The government of Burma (renamed ‘Myanmar’ by the ruling military junta) is still divided, not certain whether to recognize HIV/AIDS as a major disaster facing the country, or to hide behind official (forged) statistics while accusing foreigners of exaggerating the seriousness of the situation.
Needle sharing and unprotected sex are probably the two main channels of infection. In June 2000, the Joint United Nations Programme on HIV and AIDS estimated that over 530,000 people in Burma, a country with approximately forty million inhabitants, were infected with HIV. In October 2001, national HIV rates among injecting drug users and sex workers were as high as 60% and 40%, respectively (MAP Report 2001). Since then, the situation has deteriorated further.

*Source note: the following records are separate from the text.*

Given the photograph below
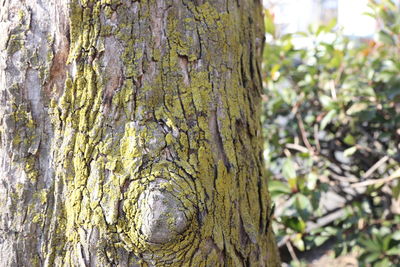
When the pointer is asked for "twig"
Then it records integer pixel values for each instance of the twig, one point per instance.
(298, 148)
(316, 138)
(395, 175)
(291, 251)
(303, 134)
(325, 220)
(375, 166)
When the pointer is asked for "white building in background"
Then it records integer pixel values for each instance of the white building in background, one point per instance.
(295, 15)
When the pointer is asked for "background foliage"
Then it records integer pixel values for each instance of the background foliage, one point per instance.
(332, 132)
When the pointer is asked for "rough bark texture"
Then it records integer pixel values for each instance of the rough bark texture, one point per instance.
(130, 134)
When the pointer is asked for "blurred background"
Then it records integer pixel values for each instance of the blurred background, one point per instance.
(332, 129)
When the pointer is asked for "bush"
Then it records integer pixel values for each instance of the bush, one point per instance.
(332, 131)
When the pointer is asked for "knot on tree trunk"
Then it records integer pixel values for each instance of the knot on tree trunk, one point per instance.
(163, 216)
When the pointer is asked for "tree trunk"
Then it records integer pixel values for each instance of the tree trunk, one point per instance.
(130, 134)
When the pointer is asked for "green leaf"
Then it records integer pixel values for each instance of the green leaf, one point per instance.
(350, 151)
(319, 240)
(328, 118)
(356, 108)
(288, 169)
(371, 257)
(294, 223)
(393, 251)
(350, 140)
(386, 38)
(278, 187)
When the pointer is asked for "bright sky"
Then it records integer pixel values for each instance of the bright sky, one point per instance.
(296, 15)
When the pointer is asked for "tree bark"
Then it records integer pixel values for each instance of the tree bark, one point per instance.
(130, 134)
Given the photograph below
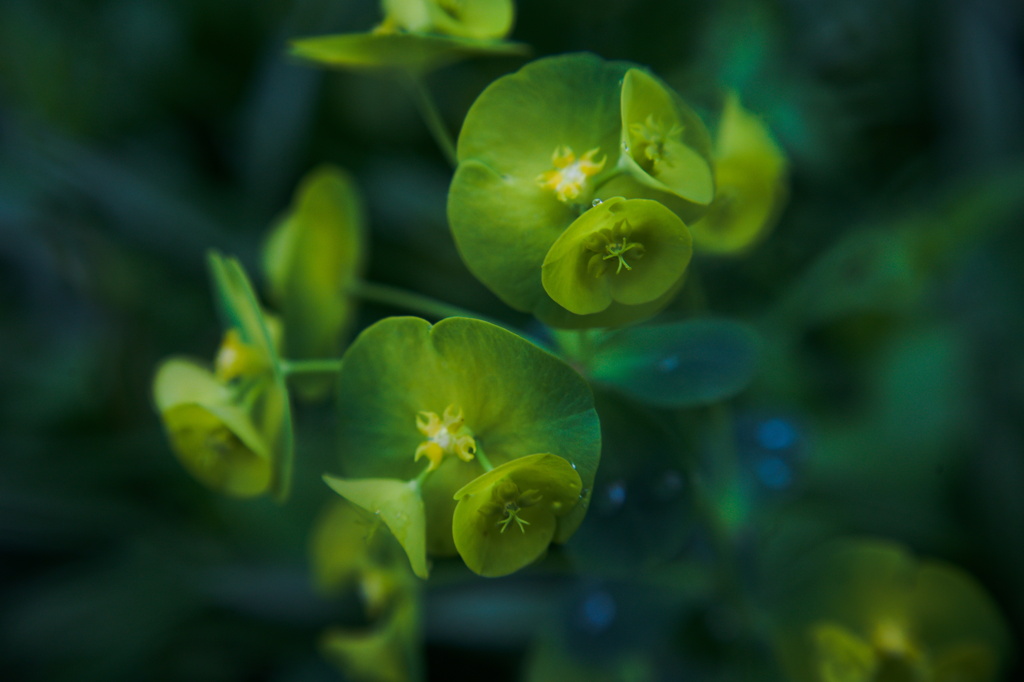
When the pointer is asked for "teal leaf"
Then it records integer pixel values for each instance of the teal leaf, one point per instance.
(678, 365)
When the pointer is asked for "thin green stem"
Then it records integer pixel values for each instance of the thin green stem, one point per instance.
(428, 110)
(331, 366)
(400, 298)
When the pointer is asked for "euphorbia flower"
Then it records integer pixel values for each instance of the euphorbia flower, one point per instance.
(870, 612)
(312, 257)
(506, 518)
(541, 150)
(426, 410)
(750, 173)
(230, 428)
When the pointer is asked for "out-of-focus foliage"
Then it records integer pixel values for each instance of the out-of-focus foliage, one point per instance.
(884, 399)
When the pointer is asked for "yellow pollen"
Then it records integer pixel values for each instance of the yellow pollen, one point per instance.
(445, 435)
(569, 174)
(237, 358)
(653, 136)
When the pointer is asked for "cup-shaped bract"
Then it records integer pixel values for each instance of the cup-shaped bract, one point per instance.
(751, 184)
(456, 398)
(664, 140)
(627, 251)
(869, 611)
(480, 19)
(269, 407)
(213, 438)
(507, 517)
(541, 148)
(311, 258)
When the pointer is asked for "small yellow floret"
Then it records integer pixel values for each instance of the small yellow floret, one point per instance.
(445, 435)
(237, 358)
(569, 175)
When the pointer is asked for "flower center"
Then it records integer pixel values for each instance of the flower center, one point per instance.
(507, 500)
(445, 435)
(610, 244)
(652, 135)
(569, 174)
(238, 358)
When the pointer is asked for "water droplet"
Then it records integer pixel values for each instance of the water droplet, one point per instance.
(597, 611)
(776, 434)
(774, 473)
(668, 364)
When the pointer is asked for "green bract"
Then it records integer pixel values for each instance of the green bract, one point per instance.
(232, 429)
(665, 141)
(418, 36)
(538, 152)
(311, 258)
(481, 19)
(506, 518)
(215, 440)
(439, 406)
(869, 611)
(589, 265)
(750, 172)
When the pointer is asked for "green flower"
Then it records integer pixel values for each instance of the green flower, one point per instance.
(417, 36)
(750, 172)
(424, 411)
(349, 552)
(539, 152)
(230, 428)
(311, 258)
(506, 518)
(869, 612)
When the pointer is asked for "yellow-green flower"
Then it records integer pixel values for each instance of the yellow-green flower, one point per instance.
(506, 518)
(423, 411)
(751, 178)
(350, 551)
(417, 36)
(870, 612)
(546, 157)
(230, 428)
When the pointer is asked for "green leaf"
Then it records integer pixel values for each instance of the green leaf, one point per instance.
(402, 51)
(311, 258)
(215, 440)
(240, 309)
(400, 507)
(625, 251)
(467, 18)
(516, 399)
(678, 365)
(507, 517)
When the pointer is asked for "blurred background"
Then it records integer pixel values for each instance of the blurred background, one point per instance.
(137, 134)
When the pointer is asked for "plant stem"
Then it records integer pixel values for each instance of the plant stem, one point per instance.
(428, 110)
(311, 367)
(400, 298)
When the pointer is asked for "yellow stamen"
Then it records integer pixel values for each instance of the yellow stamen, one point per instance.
(445, 435)
(569, 175)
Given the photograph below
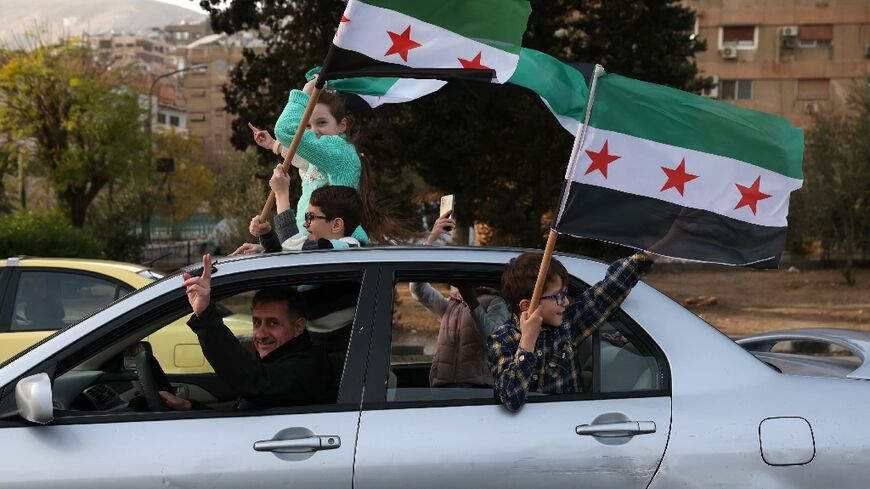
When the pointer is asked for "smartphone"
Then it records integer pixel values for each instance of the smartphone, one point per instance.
(447, 205)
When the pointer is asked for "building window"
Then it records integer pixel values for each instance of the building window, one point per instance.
(735, 89)
(813, 89)
(741, 36)
(815, 36)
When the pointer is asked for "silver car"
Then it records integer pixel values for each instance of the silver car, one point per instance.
(668, 400)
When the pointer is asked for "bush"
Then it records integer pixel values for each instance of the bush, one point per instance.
(51, 234)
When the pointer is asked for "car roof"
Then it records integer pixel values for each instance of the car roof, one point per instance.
(73, 263)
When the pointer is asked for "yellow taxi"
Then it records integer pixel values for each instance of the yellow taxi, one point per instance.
(41, 295)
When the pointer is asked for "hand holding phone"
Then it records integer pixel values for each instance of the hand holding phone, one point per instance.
(447, 209)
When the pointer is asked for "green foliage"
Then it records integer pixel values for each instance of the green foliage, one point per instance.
(28, 233)
(239, 195)
(498, 149)
(115, 219)
(832, 211)
(82, 116)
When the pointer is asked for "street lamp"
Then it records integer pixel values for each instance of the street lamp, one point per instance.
(146, 222)
(199, 68)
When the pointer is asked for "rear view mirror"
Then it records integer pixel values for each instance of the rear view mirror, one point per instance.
(34, 400)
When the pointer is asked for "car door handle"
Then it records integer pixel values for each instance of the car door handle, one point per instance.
(299, 445)
(612, 430)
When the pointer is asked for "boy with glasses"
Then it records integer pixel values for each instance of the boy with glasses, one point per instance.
(334, 211)
(539, 352)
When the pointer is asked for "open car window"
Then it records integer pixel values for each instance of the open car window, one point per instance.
(436, 356)
(109, 378)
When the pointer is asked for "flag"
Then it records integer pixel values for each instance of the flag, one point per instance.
(434, 39)
(682, 175)
(561, 87)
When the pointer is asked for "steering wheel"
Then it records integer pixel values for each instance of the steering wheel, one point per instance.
(153, 379)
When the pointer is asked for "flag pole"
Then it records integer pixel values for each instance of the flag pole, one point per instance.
(563, 199)
(294, 144)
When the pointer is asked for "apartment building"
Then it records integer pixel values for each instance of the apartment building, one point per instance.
(207, 119)
(792, 58)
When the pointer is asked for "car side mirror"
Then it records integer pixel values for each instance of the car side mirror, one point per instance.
(34, 399)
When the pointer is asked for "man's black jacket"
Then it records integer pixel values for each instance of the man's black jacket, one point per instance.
(294, 374)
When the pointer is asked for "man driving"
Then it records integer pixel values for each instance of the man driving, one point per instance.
(287, 370)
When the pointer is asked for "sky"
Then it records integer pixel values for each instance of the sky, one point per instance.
(188, 4)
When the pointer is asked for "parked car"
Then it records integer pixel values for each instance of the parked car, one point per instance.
(43, 295)
(676, 404)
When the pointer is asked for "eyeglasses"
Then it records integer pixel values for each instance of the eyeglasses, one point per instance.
(559, 297)
(310, 216)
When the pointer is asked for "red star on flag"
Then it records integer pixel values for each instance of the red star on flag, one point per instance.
(402, 43)
(600, 160)
(677, 177)
(473, 63)
(749, 196)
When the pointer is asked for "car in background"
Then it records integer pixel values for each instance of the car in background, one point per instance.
(668, 400)
(43, 295)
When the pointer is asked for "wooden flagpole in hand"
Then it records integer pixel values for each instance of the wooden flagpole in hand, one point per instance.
(569, 174)
(291, 150)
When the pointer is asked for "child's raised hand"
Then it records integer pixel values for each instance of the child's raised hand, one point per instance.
(309, 86)
(444, 224)
(262, 137)
(259, 227)
(280, 181)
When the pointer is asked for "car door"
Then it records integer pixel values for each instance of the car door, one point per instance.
(410, 434)
(39, 301)
(301, 447)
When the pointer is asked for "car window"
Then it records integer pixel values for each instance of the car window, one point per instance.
(49, 300)
(438, 347)
(123, 375)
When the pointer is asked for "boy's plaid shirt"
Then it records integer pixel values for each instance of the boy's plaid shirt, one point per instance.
(554, 367)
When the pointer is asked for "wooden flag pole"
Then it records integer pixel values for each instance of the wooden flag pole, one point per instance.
(291, 150)
(572, 161)
(542, 274)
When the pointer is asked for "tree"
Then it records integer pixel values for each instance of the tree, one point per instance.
(833, 208)
(83, 116)
(498, 149)
(190, 183)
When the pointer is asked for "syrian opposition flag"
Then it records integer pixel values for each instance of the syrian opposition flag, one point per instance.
(682, 175)
(440, 39)
(562, 87)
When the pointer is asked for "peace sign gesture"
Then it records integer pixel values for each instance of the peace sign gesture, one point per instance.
(199, 288)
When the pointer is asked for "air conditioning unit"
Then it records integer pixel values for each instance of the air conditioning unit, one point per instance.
(714, 91)
(788, 31)
(728, 52)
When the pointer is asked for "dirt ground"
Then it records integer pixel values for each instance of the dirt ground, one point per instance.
(747, 301)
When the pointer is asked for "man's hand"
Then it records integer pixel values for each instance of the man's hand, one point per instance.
(199, 288)
(262, 137)
(443, 225)
(246, 249)
(258, 226)
(530, 328)
(175, 402)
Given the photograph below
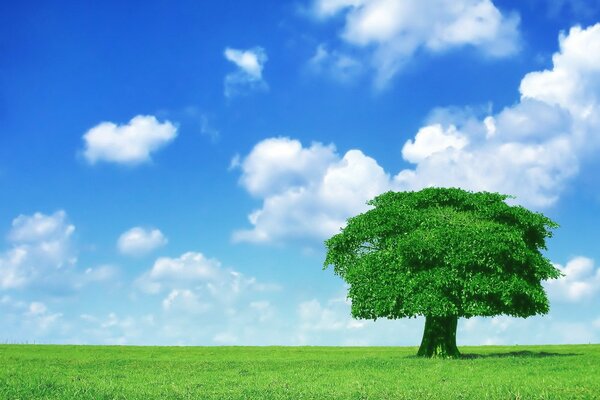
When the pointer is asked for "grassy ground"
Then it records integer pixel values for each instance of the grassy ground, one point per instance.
(490, 372)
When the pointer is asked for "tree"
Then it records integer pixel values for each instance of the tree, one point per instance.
(443, 253)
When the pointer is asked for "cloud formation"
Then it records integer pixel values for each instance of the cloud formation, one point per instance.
(42, 255)
(131, 143)
(305, 191)
(195, 283)
(530, 150)
(581, 281)
(249, 74)
(392, 32)
(40, 247)
(138, 241)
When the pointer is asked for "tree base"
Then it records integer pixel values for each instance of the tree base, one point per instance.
(439, 338)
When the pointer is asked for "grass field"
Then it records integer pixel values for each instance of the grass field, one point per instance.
(113, 372)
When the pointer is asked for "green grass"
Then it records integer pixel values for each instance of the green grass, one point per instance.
(109, 372)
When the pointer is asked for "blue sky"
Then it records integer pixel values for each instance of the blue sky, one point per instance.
(168, 173)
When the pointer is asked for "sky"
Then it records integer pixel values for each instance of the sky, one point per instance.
(169, 171)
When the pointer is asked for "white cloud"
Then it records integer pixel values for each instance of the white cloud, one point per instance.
(529, 150)
(580, 283)
(195, 282)
(131, 143)
(393, 31)
(249, 75)
(342, 67)
(306, 191)
(41, 250)
(139, 241)
(430, 140)
(42, 255)
(184, 300)
(37, 315)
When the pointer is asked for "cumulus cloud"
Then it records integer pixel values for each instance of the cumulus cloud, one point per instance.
(131, 143)
(40, 248)
(341, 67)
(306, 191)
(530, 150)
(249, 74)
(393, 31)
(43, 255)
(581, 281)
(139, 241)
(195, 282)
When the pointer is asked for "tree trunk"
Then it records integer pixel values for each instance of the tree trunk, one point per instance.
(439, 338)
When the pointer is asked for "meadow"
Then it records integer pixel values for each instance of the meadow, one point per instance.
(128, 372)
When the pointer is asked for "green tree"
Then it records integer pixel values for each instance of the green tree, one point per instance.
(443, 253)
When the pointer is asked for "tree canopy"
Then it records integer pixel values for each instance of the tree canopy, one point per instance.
(443, 252)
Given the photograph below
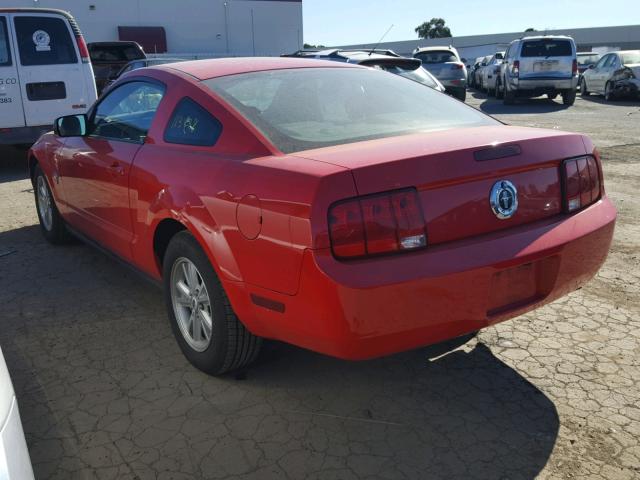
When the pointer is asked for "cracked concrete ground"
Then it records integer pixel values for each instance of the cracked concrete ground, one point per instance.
(105, 393)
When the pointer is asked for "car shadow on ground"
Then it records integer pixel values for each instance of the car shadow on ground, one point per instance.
(101, 382)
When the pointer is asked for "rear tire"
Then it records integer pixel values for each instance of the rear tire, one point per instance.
(52, 225)
(569, 97)
(198, 308)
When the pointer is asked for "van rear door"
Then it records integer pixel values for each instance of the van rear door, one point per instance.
(11, 113)
(50, 68)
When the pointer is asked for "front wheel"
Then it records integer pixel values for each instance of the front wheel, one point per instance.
(608, 92)
(207, 329)
(569, 97)
(51, 222)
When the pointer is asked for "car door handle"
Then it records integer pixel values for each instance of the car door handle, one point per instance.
(116, 168)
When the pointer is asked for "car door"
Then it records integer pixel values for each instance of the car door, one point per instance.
(94, 169)
(11, 112)
(50, 68)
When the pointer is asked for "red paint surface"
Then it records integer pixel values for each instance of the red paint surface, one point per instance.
(477, 269)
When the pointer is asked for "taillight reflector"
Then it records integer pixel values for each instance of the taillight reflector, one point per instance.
(581, 182)
(377, 224)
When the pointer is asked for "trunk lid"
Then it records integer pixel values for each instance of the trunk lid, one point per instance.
(454, 172)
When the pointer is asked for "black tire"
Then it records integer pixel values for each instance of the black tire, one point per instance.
(608, 92)
(499, 91)
(53, 230)
(232, 346)
(569, 97)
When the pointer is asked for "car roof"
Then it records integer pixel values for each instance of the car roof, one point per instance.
(220, 67)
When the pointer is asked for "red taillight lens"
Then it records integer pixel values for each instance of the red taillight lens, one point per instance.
(82, 47)
(582, 182)
(377, 224)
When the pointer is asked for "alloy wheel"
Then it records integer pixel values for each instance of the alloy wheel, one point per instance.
(191, 304)
(44, 203)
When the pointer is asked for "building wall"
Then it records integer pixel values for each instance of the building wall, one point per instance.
(587, 39)
(218, 27)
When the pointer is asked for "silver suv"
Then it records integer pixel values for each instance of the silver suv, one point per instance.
(539, 65)
(444, 63)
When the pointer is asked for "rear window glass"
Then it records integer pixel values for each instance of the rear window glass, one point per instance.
(191, 124)
(305, 108)
(630, 58)
(436, 56)
(547, 48)
(115, 53)
(588, 59)
(44, 41)
(5, 57)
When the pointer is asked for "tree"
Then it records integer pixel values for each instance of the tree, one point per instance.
(434, 28)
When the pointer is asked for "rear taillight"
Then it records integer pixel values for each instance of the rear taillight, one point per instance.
(377, 224)
(582, 183)
(82, 48)
(515, 68)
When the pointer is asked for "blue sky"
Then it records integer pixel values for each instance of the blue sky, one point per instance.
(339, 22)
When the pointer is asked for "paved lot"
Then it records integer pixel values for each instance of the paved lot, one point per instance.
(105, 393)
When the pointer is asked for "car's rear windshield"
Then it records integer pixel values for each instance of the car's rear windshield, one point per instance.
(115, 53)
(547, 47)
(44, 41)
(630, 58)
(305, 108)
(588, 59)
(436, 56)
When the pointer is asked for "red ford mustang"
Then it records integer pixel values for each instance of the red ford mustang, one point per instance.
(339, 208)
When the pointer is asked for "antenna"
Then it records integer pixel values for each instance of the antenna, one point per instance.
(381, 38)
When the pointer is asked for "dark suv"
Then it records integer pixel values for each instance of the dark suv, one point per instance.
(108, 58)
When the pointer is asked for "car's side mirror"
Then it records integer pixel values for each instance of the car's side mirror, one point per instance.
(71, 126)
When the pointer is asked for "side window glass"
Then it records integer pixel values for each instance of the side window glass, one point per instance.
(191, 124)
(5, 56)
(127, 112)
(44, 41)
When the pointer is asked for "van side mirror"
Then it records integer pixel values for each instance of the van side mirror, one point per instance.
(71, 126)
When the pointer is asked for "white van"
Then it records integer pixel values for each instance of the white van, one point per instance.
(45, 72)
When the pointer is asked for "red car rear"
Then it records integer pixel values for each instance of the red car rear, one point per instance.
(339, 208)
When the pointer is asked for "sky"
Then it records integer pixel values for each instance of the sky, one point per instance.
(344, 22)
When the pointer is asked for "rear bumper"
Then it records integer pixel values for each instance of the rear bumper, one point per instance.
(364, 309)
(543, 84)
(22, 135)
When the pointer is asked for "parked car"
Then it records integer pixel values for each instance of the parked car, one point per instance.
(479, 72)
(143, 63)
(491, 72)
(386, 60)
(324, 204)
(445, 64)
(615, 75)
(14, 456)
(585, 60)
(471, 72)
(109, 58)
(44, 72)
(539, 65)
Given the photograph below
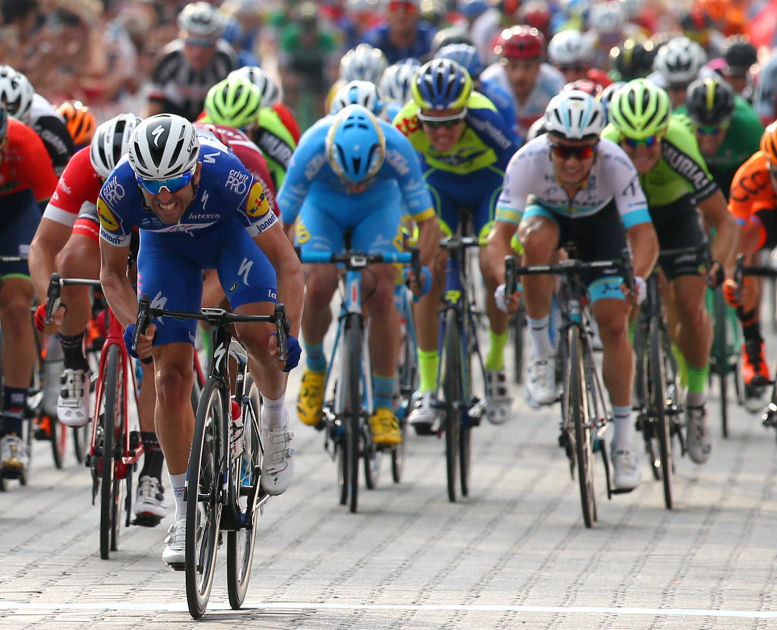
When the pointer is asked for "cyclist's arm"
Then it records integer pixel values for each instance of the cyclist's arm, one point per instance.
(288, 270)
(726, 244)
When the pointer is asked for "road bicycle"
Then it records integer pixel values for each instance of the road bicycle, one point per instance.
(223, 480)
(348, 437)
(458, 346)
(585, 415)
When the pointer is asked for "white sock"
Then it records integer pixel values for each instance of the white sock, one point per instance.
(274, 412)
(178, 483)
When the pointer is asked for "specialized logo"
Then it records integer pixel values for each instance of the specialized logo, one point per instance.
(257, 205)
(107, 220)
(237, 181)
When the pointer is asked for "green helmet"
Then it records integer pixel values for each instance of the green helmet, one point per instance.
(640, 109)
(233, 102)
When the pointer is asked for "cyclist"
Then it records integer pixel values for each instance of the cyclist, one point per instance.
(464, 145)
(584, 191)
(28, 180)
(752, 201)
(727, 129)
(347, 177)
(67, 241)
(521, 71)
(676, 182)
(189, 65)
(190, 197)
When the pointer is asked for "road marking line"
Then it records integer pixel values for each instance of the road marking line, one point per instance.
(281, 606)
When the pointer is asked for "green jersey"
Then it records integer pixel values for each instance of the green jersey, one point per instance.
(680, 171)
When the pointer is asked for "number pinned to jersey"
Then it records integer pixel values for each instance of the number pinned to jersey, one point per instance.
(107, 220)
(257, 205)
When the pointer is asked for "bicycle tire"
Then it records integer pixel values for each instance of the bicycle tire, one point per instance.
(110, 486)
(452, 394)
(203, 504)
(351, 377)
(240, 543)
(578, 410)
(658, 402)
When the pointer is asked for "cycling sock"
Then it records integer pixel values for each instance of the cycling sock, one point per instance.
(428, 361)
(383, 391)
(178, 484)
(73, 349)
(623, 428)
(496, 353)
(153, 458)
(697, 379)
(274, 414)
(315, 359)
(539, 334)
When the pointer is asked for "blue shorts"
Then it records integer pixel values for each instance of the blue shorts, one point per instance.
(475, 193)
(170, 269)
(19, 219)
(377, 230)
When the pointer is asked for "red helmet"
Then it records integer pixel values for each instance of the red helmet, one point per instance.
(520, 42)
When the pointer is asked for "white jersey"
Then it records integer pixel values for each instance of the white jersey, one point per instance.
(612, 177)
(548, 83)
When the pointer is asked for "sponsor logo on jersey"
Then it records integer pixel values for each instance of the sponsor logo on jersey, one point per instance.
(107, 220)
(256, 205)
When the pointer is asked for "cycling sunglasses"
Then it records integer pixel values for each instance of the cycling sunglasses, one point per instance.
(633, 143)
(442, 121)
(173, 185)
(565, 151)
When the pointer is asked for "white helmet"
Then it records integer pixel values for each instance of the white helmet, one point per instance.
(396, 83)
(202, 19)
(574, 115)
(363, 63)
(679, 60)
(16, 93)
(607, 18)
(270, 89)
(111, 141)
(163, 147)
(569, 48)
(361, 93)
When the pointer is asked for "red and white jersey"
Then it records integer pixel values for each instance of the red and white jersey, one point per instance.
(78, 185)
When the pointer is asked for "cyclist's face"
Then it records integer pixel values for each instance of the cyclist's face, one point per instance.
(170, 207)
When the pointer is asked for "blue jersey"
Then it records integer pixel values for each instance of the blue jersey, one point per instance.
(226, 192)
(310, 178)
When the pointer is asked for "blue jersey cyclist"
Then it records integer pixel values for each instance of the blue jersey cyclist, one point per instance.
(198, 208)
(349, 176)
(465, 146)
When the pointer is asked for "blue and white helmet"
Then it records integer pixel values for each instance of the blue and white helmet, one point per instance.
(574, 115)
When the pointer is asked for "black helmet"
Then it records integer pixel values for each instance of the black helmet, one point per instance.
(710, 101)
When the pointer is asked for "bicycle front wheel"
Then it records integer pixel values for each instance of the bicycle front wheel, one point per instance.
(453, 393)
(579, 417)
(113, 427)
(245, 477)
(203, 504)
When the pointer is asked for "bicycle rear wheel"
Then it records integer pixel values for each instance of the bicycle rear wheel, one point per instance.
(453, 394)
(203, 504)
(580, 418)
(113, 434)
(245, 476)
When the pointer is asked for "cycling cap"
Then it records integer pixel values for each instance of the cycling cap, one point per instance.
(163, 147)
(355, 145)
(574, 115)
(111, 141)
(640, 109)
(441, 84)
(234, 103)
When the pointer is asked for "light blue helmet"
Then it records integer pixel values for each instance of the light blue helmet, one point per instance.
(574, 115)
(355, 145)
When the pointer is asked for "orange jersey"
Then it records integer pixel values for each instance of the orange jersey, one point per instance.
(26, 163)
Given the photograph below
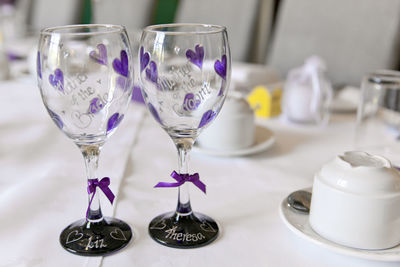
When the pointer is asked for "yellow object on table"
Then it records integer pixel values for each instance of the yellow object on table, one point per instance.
(265, 103)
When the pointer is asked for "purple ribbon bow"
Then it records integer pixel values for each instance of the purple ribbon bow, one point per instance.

After the events of September 11th, several Southeast Asian countries began expelling illegal immigrants. Thousands of Indonesians were sent home from Singapore, Malaysia expelled Philippine workers from Kilimantan and Thailand decided to crack down on more than a million Burmese, Cambodians and Vietnamese people living within its borders.
This year, the Thai authorities have already rounded up thousands of illegal Burmese migrants, bussing them to several border crossings, including route between the Burmese city of Myawadi and Mae Sot in Thailand, some 350 kilometres from Bangkok.
It is not only HIV/AIDS and deported refugees that haunt the Myawadi/Mae Sot frontier. There are over 110,000 Burmese refugees currently living in ten camps spread along the border between Thailand and Burma, some of which are close to the Myawadi/Mae Sot crossing. Most of the refugees are from the Karen and Karenni ethnic groups: some fled from abuses by the Burmese army, while others are active guerrilla members fighting the military junta in Rangoon. Karen fighters from Thai territory make regular attacks against the Burmese military and police installations around Myawadi.
Pragmatic and market oriented Bangkok immediately decided to re-think its policy. After some diplomacy and face-saving declarations, relationships between the two countries gradually improved. Shortly afterwards, Bangkok began a crackdown against human rights organizations and Burmese members of opposition groups living in Thailand. Since June 2002, several Burmese NGOs and dissidents’ offices in Mae Sot, Mae Hong and Chiangmai have been shut down ‘for security reasons.’
It is almost illegal to have AIDS in Burma. The junta and its institutions often describe the epidemic as ‘the virus of immorality’ while the government obscures relevant data and dismisses warnings by the UN and NGOs as foreign exaggeration.